Là encore, Matt Damon peut se targuer d’avoir eu de la chance. Car le cinéaste Doug Liman avait fait proposer le rôle à Brad Pitt – qui l’a refusé au profit de Jeux d'espionnage –, ainsi qu’à Russell Crowe. Le réalisateur a ensuite contacté tout ce qu’Hollywood compte d’acteurs de films d’action, d’Arnold Schwarzenegger à Tom Cruise! Finalement, Doug Liman a offert le personnage à Matt Damon, réalisant alors que c’était lui qui comprenait le mieux que, si l’action était nécessaire, l’accent était indéniablement sur le personnage de Jason Bourne. Redoutablement sérieux, l’acteur – dont c’était le tout premier rôle d’action – a tenu à effectuer le plus de cascades lui-même. Pour ce faire, il a passé trois mois à suivre un entraînement rigoureux, apprenant le maniement des armes, l’escrime et la boxe. Au total, les cinq films de la franchise ont rapporté pas moins de 1,6 milliard $US, faisant de Matt Damon un poids lourd de l’industrie.

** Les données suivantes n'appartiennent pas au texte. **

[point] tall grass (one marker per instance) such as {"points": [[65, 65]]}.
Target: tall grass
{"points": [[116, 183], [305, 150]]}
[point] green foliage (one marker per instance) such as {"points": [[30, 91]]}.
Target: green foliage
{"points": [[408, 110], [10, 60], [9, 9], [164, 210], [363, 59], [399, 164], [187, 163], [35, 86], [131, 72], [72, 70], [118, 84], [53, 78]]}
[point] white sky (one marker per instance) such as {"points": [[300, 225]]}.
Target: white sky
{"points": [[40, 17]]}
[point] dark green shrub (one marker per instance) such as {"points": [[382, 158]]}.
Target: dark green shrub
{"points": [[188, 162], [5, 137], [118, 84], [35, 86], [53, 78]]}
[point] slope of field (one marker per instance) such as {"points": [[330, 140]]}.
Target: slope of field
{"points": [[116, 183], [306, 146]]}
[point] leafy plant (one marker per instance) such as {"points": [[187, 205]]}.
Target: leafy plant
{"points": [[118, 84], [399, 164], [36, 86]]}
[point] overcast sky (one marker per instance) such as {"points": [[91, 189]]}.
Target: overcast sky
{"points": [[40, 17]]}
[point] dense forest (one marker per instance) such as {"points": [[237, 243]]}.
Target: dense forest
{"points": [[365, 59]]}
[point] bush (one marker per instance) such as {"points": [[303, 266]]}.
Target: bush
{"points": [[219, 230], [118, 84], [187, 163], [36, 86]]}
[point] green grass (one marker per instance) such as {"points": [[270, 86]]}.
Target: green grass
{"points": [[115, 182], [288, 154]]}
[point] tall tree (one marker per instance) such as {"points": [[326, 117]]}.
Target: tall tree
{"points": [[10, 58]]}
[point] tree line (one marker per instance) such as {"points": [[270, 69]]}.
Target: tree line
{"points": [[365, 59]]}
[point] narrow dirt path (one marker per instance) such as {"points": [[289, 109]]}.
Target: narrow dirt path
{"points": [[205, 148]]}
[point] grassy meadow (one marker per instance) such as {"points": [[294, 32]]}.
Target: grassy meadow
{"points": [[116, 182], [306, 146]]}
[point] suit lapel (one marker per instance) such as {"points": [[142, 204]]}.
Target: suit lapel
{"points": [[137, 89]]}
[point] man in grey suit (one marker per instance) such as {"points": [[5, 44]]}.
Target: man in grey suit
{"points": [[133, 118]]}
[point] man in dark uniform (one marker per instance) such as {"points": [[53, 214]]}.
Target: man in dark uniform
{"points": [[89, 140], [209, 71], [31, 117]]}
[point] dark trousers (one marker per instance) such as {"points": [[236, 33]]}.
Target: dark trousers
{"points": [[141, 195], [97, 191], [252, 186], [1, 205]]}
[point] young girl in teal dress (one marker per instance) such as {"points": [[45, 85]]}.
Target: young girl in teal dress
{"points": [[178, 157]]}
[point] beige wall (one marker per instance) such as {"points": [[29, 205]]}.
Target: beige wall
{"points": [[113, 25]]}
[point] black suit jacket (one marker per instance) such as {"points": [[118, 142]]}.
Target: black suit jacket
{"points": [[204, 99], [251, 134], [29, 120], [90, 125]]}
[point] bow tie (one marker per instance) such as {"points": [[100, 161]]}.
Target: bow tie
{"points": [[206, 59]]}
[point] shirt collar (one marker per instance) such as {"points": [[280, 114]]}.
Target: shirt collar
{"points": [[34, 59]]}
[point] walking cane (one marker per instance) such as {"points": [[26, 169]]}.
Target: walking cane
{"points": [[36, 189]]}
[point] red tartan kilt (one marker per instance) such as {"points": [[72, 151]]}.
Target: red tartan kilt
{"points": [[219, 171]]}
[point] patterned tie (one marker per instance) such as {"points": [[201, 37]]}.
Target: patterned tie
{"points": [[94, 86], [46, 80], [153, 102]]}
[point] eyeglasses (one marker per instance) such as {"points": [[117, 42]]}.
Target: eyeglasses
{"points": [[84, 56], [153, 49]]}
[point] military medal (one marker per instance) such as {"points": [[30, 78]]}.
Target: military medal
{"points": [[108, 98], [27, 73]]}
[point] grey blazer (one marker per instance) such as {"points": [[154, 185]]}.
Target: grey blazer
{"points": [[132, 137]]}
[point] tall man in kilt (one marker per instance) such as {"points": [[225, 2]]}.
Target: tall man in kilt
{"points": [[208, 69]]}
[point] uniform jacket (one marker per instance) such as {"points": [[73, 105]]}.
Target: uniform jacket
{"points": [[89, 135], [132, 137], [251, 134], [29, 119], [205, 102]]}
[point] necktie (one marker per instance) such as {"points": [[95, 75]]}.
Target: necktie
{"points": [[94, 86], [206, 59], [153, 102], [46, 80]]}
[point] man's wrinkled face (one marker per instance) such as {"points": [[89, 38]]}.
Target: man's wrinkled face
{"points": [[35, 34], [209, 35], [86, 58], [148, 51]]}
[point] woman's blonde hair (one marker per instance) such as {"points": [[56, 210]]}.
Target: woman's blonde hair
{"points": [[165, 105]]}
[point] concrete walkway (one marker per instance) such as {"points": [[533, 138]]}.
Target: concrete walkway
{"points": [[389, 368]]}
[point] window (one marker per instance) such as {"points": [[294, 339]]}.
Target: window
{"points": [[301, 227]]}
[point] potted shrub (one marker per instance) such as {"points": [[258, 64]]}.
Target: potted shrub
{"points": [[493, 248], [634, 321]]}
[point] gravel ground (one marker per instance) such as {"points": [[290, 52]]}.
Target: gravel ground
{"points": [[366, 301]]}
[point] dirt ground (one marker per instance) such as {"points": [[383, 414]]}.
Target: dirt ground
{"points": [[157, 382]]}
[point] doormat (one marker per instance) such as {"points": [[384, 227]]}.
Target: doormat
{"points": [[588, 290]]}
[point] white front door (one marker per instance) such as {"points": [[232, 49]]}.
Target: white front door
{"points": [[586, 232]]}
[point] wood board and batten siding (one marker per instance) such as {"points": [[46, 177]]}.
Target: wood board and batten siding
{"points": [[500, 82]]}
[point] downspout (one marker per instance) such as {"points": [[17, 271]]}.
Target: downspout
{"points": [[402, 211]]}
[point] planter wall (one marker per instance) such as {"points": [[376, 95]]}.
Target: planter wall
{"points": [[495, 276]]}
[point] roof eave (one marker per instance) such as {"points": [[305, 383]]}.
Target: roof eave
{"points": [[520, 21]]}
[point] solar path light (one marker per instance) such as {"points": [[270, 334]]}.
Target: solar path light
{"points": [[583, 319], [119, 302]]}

Ma vie avec Liberace (2013) 

Diffusé sur HBO, en compétition officielle au Festival de Cannes et présenté chez nous dans quelques salles, Ma vie avec Liberace renferme sans contredit l’une des meilleures performances de Matt Damon. Sous la direction de Steven Soderbergh, il y incarne Scott Thorson, le jeune amant de Liberace (Michael Douglas). «Nous l’avons joué comme une histoire d’amour très profonde entre eux. De bien des façons, leur relation était un mariage. Le plus difficile pour moi a été de parvenir à rendre l’intimité de cette relation d’une manière convaincante», avait commenté la vedette lors de son passage à Cannes, sur les ondes de CBS.

Ford contre Ferrari (2019) 

Devant les caméras de James Mangold, Matt Damon se transforme en Carroll Shelby, ancien coureur automobile américain qui est embauché par la compagnie Ford pour faire gagner les 24 heures du Mans à son écurie et à son pilote, Ken Miles (Christian Bale). De son expérience sur le plateau de l’excellent long métrage tiré d’une histoire vraie, Matt Damon confiera au site Collider avoir «été nerveux le premier jour de tournage parce qu’[il] n’avait pas travaillé depuis deux ans.» «Je me souviens d’être arrivé sur le plateau et de m’être senti en pays étranger», avait raconté Damon.